Spätes Gedenken an Mehdi Ben Barka

In Frankreich kommt Bewegung in den Fall des 1965 „verschwundenen“ marokkanischen Antikolonialisten

PARIS taz ■ Vierzig Jahre nach dem „Verschwinden“ des marokkanischen Oppositionellen Mehdi Ben Barka in Paris ist gestern im sechsten Arrondissement der französischen Hauptstadt ein nach ihm benannter Platz von Bürgermeister Bertrand Delanoë eingeweiht worden. Ben Barka war der Chef der damaligen so genannten Trikont-Bewegung, die sich für die Befreiung der Länder Afrikas, Asiens und Lateinamerikas einsetzte. Am 29. Oktober 1965 hatte Ben Barka um 11 Uhr 30 ein Rendezvous in der Brasserie Lipp am Boulevard Saint-Gérmain in Paris. Es ging darum, mit dem Cineasten Georges Franju und der Schriftstellerin Marguerite Duras einen Film über die Dekolonisierung zu planen. Titel: „Basta“. Auf dem Trottoir sprachen ihn zwei Polizisten an: „Personenkontrolle“. Ben Barka stieg in ihren Wagen.

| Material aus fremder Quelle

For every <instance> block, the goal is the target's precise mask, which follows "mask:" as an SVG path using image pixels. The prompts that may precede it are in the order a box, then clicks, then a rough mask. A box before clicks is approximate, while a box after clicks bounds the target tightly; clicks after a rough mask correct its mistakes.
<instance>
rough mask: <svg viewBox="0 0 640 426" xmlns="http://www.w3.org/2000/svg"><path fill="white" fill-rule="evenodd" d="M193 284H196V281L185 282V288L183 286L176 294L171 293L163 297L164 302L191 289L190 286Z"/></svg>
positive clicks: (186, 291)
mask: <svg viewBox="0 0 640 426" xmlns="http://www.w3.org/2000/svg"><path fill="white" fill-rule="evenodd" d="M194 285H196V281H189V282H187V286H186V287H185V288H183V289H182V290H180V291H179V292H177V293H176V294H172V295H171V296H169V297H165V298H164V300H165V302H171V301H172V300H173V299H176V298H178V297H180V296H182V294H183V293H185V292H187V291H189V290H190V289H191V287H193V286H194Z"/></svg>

Seitdem ist Ben Barka, der einst Mathematiklehrer des marokkanischen Königs Hassan II. war, nie wieder gesehen worden. Nicht einmal seine Leiche. Eine juristische Aufklärung fand nicht statt. In Marokko soll König Hassan II. am selben Tag erklärt haben: „Ich brauche meinen Mathematikprofessor, um eine Gleichung zu lösen.“

Marokko hat das „Verschwinden“ von Ben Barka immer als innerfranzösische Angelegenheit betrachtet. In Frankreich scheiterte die Justiz an vielen Geheimnissen. Doch jetzt bewegt sich etwas: Im Dezember will Marokko eine französische Untersuchungskommission empfangen.

Ben Barkas „Verschwinden“ gehört in eine Reihe von bis heute nicht aufgeklärten Morden an linken Vordenkern der so genannten Dritten Welt, bei denen Geheimdienste ihrer Herkunftsländer und ihre europäischen Partner kooperierten. Zeugen und Beteiligte von Ben Barkas „Verschwinden“ sind ihrerseits mysteriös „verschwunden“. Der Student Thami Azzemouri, der Ben Barka zu dem Treffem begleitete, beging wenig später „Selbstmord“. Der französische Ganove Georges Figon, der den Hinterhalt organisiert hatte, schoss sich eine Kugel in den Nacken. Kurz zuvor hatte er dem Magazin Express erklärt, dass er Zeuge des Mords an Ben Barka war, und Marokkos damaligen Innenminister sowie Polizeichef als Täter beschuldigt, die beide zur Tat nach Paris gereist seien.

Am Wochenende organisierten Freunde Ben Barkas ein Kolloquium in Paris. Dabei stellten sie die Frage, was aus den afrikanischen und lateinamerikanischen Ländern geworden wäre, wenn ihre Vordenker nicht ermordet worden wären.